In molti casi, oltretutto, questa opzione è già una concreta possibilità: esistono molti siti, infatti, dove si possono spendere Bitcoin per fare acquisti online. Questa dimostra, a tutti gli effetti, come questa criptovaluta rappresenti, già oggi, una solida realtà non solo in ambito finanziario, ma anche in quello dei pagamenti. Un trend, oltretutto, in costante crescita: il numero dei player che accettano il Bitcoin come moneta di pagamento, aumenta col passare del tempo.

Questo dato, secondo alcuni, zittisce quanto dichiarato da una parte del mondo finanziario, che vede nei Bitcoin, e più in generale nel mondo delle criptovalute, un fenomeno transitorio, se non addirittura una bolla speculativa destinata a sgonfiarsi nell’arco di qualche anno.
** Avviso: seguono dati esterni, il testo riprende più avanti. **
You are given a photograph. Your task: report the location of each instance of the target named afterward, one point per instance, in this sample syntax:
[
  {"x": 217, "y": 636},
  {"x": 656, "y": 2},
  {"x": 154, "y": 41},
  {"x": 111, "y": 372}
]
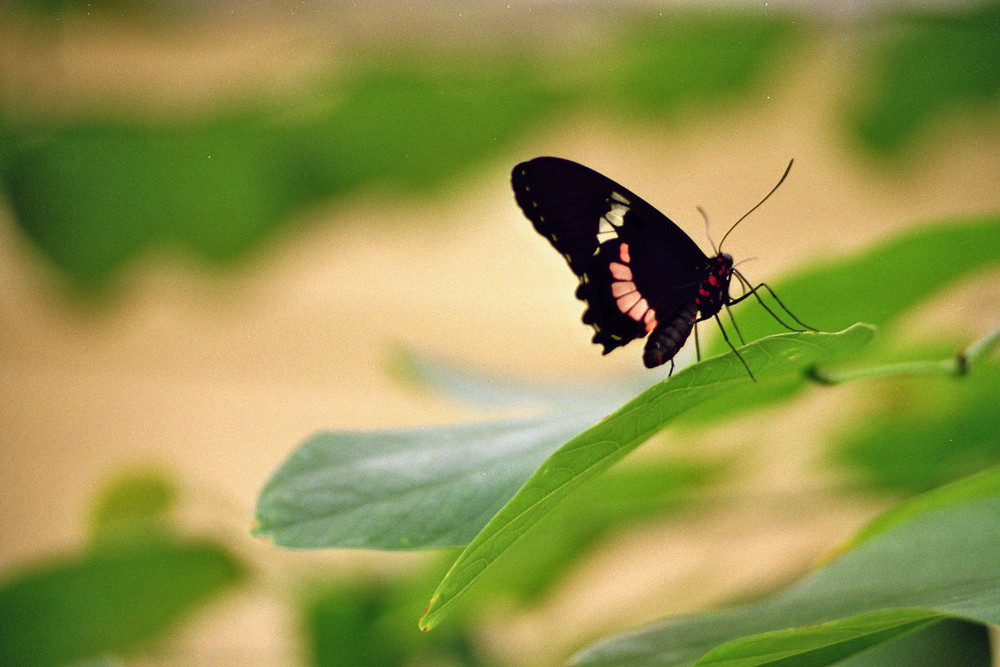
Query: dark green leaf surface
[
  {"x": 107, "y": 601},
  {"x": 407, "y": 489},
  {"x": 611, "y": 439},
  {"x": 936, "y": 563}
]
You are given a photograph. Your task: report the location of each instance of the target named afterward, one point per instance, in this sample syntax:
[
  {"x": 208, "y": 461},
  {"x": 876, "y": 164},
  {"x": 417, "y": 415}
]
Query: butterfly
[{"x": 640, "y": 274}]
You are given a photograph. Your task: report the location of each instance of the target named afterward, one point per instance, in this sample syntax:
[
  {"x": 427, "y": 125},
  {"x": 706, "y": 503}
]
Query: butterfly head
[{"x": 713, "y": 292}]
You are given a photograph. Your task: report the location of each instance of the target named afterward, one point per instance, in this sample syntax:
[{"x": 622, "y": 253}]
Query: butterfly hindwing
[{"x": 636, "y": 267}]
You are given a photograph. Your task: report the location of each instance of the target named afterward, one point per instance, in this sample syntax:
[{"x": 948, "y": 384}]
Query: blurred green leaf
[
  {"x": 93, "y": 194},
  {"x": 951, "y": 642},
  {"x": 107, "y": 601},
  {"x": 927, "y": 431},
  {"x": 622, "y": 498},
  {"x": 881, "y": 282},
  {"x": 406, "y": 489},
  {"x": 135, "y": 504},
  {"x": 876, "y": 285},
  {"x": 608, "y": 441},
  {"x": 822, "y": 644},
  {"x": 938, "y": 563},
  {"x": 366, "y": 623},
  {"x": 659, "y": 63},
  {"x": 924, "y": 67},
  {"x": 982, "y": 485}
]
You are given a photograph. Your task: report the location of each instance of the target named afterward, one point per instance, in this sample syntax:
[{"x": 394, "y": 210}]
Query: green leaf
[
  {"x": 868, "y": 287},
  {"x": 622, "y": 498},
  {"x": 406, "y": 489},
  {"x": 135, "y": 505},
  {"x": 941, "y": 561},
  {"x": 982, "y": 485},
  {"x": 864, "y": 287},
  {"x": 821, "y": 644},
  {"x": 107, "y": 601},
  {"x": 951, "y": 642},
  {"x": 608, "y": 441}
]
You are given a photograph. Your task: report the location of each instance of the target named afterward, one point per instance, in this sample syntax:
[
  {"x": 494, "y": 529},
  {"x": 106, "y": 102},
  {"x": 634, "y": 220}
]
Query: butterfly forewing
[{"x": 637, "y": 269}]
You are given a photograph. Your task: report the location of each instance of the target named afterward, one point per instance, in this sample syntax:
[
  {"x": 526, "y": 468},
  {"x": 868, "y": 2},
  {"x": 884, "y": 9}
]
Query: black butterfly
[{"x": 639, "y": 272}]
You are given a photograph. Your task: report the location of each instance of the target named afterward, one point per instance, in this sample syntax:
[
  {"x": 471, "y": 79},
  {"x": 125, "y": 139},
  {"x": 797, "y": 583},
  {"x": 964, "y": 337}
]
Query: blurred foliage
[
  {"x": 129, "y": 587},
  {"x": 136, "y": 503},
  {"x": 365, "y": 623},
  {"x": 94, "y": 191},
  {"x": 624, "y": 498},
  {"x": 926, "y": 431},
  {"x": 933, "y": 65},
  {"x": 868, "y": 287}
]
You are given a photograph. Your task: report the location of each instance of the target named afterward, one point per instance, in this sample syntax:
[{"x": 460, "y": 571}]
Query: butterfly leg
[
  {"x": 735, "y": 326},
  {"x": 753, "y": 292},
  {"x": 735, "y": 351}
]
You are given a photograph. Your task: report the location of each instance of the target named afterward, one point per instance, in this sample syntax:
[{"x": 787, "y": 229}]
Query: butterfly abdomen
[{"x": 669, "y": 336}]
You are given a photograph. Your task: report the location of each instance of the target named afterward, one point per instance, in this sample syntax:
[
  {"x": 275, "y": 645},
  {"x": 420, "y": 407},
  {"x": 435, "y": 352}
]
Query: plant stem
[{"x": 957, "y": 365}]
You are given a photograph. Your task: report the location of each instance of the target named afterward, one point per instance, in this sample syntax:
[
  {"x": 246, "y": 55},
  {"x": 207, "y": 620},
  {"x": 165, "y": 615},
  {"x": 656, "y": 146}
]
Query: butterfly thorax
[{"x": 713, "y": 292}]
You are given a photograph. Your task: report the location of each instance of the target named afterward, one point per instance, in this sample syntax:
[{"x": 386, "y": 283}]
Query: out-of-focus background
[{"x": 222, "y": 222}]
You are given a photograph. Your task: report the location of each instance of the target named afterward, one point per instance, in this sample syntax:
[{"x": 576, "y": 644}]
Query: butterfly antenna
[
  {"x": 708, "y": 232},
  {"x": 780, "y": 181}
]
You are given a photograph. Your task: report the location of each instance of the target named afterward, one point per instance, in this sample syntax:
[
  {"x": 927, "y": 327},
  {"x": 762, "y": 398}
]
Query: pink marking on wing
[
  {"x": 620, "y": 271},
  {"x": 627, "y": 302},
  {"x": 622, "y": 287},
  {"x": 638, "y": 311}
]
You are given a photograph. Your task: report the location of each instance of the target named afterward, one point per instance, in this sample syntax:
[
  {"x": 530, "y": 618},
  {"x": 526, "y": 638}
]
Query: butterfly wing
[{"x": 636, "y": 267}]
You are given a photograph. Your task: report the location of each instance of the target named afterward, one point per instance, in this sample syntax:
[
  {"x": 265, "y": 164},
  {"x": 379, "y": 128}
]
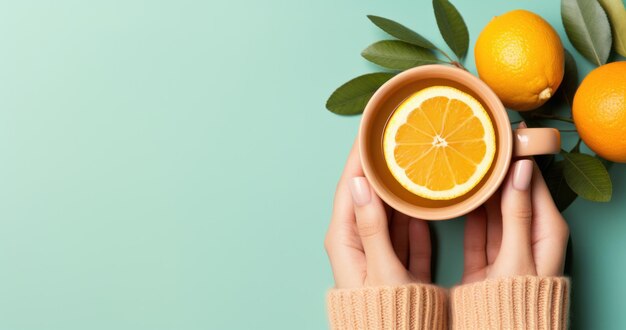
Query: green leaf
[
  {"x": 398, "y": 55},
  {"x": 452, "y": 27},
  {"x": 562, "y": 194},
  {"x": 352, "y": 97},
  {"x": 617, "y": 16},
  {"x": 588, "y": 28},
  {"x": 587, "y": 176},
  {"x": 401, "y": 32}
]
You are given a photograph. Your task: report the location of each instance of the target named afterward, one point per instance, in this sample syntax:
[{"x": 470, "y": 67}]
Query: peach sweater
[{"x": 522, "y": 302}]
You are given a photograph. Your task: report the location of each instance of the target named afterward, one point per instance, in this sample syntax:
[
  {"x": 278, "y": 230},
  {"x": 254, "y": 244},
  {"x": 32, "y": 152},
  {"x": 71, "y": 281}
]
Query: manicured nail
[
  {"x": 360, "y": 190},
  {"x": 522, "y": 174}
]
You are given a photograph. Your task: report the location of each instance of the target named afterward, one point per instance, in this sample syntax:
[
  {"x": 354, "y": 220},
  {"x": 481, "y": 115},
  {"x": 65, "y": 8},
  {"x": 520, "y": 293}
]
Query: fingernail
[
  {"x": 360, "y": 190},
  {"x": 522, "y": 173}
]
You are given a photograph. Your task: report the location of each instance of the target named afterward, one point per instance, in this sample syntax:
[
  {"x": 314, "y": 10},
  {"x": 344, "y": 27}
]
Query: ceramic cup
[{"x": 519, "y": 143}]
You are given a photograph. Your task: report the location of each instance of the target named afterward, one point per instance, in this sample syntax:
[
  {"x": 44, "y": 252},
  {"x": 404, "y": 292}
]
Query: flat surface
[{"x": 170, "y": 164}]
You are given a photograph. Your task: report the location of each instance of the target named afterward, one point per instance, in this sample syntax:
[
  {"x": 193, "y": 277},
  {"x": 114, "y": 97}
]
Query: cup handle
[{"x": 536, "y": 141}]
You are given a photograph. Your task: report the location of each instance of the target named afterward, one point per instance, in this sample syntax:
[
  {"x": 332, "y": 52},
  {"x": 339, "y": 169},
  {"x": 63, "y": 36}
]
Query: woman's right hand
[{"x": 519, "y": 231}]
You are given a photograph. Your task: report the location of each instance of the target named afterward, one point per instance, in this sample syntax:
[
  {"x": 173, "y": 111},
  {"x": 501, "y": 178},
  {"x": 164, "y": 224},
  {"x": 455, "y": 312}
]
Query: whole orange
[
  {"x": 599, "y": 111},
  {"x": 520, "y": 56}
]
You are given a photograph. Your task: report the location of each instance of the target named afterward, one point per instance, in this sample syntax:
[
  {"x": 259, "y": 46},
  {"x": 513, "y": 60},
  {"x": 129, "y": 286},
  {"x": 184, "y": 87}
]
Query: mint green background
[{"x": 170, "y": 164}]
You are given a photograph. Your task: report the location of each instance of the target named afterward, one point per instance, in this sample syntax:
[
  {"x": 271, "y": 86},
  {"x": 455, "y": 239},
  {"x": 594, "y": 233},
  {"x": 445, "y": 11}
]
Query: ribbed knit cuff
[
  {"x": 523, "y": 302},
  {"x": 410, "y": 306}
]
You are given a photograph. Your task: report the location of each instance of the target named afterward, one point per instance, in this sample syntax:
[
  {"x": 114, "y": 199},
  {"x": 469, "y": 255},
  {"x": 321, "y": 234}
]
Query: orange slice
[{"x": 439, "y": 143}]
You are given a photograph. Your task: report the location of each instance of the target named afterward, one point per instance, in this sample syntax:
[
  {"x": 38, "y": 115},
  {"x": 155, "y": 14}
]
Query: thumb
[
  {"x": 515, "y": 257},
  {"x": 371, "y": 222}
]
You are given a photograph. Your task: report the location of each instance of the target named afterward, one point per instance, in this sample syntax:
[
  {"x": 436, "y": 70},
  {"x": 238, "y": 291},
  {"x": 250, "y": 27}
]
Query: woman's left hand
[{"x": 370, "y": 244}]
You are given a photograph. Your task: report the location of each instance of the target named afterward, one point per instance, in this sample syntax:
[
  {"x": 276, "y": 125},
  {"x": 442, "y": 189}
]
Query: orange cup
[{"x": 519, "y": 143}]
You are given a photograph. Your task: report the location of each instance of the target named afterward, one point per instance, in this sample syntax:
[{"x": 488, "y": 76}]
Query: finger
[
  {"x": 550, "y": 230},
  {"x": 371, "y": 222},
  {"x": 399, "y": 231},
  {"x": 342, "y": 242},
  {"x": 419, "y": 250},
  {"x": 494, "y": 227},
  {"x": 474, "y": 243},
  {"x": 515, "y": 252},
  {"x": 343, "y": 209}
]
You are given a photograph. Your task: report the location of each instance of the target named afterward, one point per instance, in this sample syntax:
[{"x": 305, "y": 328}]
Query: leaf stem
[{"x": 452, "y": 61}]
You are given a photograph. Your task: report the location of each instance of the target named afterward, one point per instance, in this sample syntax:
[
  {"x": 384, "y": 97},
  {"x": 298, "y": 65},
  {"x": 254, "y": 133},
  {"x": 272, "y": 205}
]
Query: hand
[
  {"x": 363, "y": 248},
  {"x": 519, "y": 231}
]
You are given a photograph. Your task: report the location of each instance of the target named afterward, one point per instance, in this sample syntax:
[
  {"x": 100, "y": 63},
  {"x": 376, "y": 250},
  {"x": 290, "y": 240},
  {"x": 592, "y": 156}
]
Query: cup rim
[{"x": 504, "y": 141}]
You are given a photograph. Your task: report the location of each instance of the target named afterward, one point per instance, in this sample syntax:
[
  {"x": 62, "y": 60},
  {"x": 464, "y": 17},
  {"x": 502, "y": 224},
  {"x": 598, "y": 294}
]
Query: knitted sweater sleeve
[
  {"x": 410, "y": 306},
  {"x": 522, "y": 302}
]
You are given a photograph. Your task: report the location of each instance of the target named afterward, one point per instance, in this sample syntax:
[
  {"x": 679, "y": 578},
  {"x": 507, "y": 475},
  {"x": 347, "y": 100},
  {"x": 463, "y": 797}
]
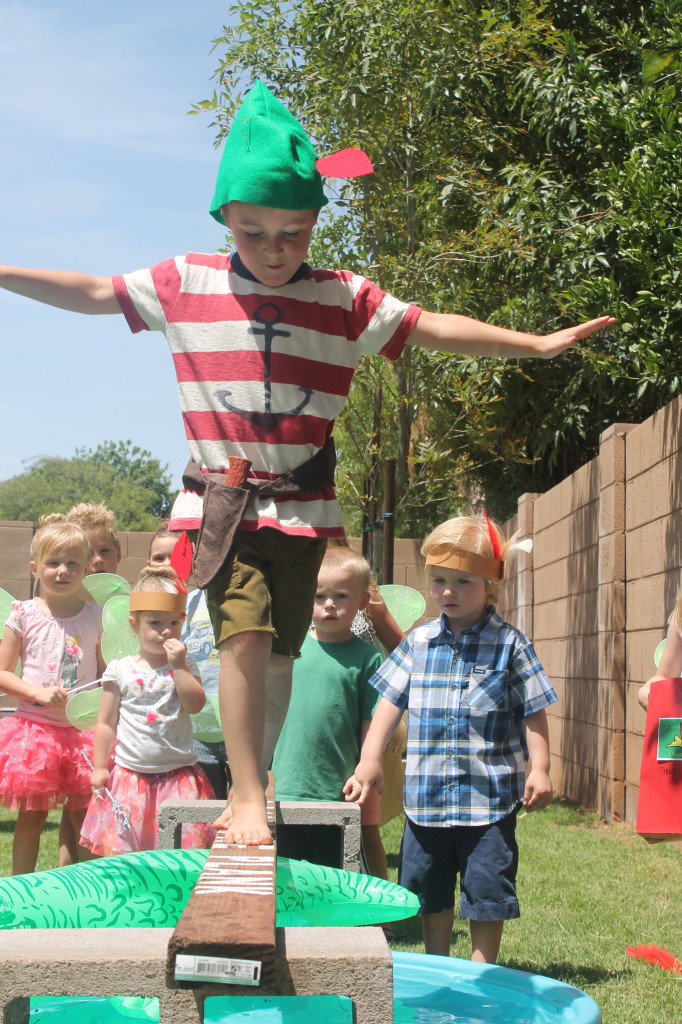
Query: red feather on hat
[
  {"x": 351, "y": 163},
  {"x": 181, "y": 556},
  {"x": 654, "y": 954}
]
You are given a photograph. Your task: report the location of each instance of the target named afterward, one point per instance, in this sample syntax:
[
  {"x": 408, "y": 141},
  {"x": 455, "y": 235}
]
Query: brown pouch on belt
[{"x": 223, "y": 510}]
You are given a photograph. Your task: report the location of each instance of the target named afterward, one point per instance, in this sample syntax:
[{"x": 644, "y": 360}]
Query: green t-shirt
[{"x": 331, "y": 696}]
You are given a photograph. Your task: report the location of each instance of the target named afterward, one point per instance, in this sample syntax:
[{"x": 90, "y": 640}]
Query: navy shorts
[{"x": 485, "y": 857}]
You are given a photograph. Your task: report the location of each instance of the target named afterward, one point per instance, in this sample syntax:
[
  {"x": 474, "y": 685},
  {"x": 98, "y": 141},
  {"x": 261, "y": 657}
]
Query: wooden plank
[{"x": 225, "y": 934}]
Questa tesi, inoltre, sarebbe supportata dal fatto che le criptovalute non sono regolamentate da nessun organo di vigilanza e la propria circolazione non è seguita da alcuna banca centrale.

Ad oggi, però, si può affermare, senza alcun timore di smentita, che il Bitcoin è diventato uno strumento di pagamento, accettato, per di più, dai più importanti colossi tecnologici. E nei prossimi mesi, oltretutto, potrebbe aumentare esponenzialmente la propria circolazione. Il mondo delle criptovalute, infatti, è in fermento dopo quanto annunciato dalla banca centrale cinese lo scorso anno.

La “Grande Muraglia”, infatti, ha dichiarato di essere pronta ad immettere nel mercato una sorta di renminbi virtuale, la prima criptovaluta di stato di una grande potenza economica mondiale: qualora l’operazione dovesse aver successo, è altamente probabile che l’intero comparto delle “cripto”, Bitcoin in primis, ne possa trarre enorme giovamento.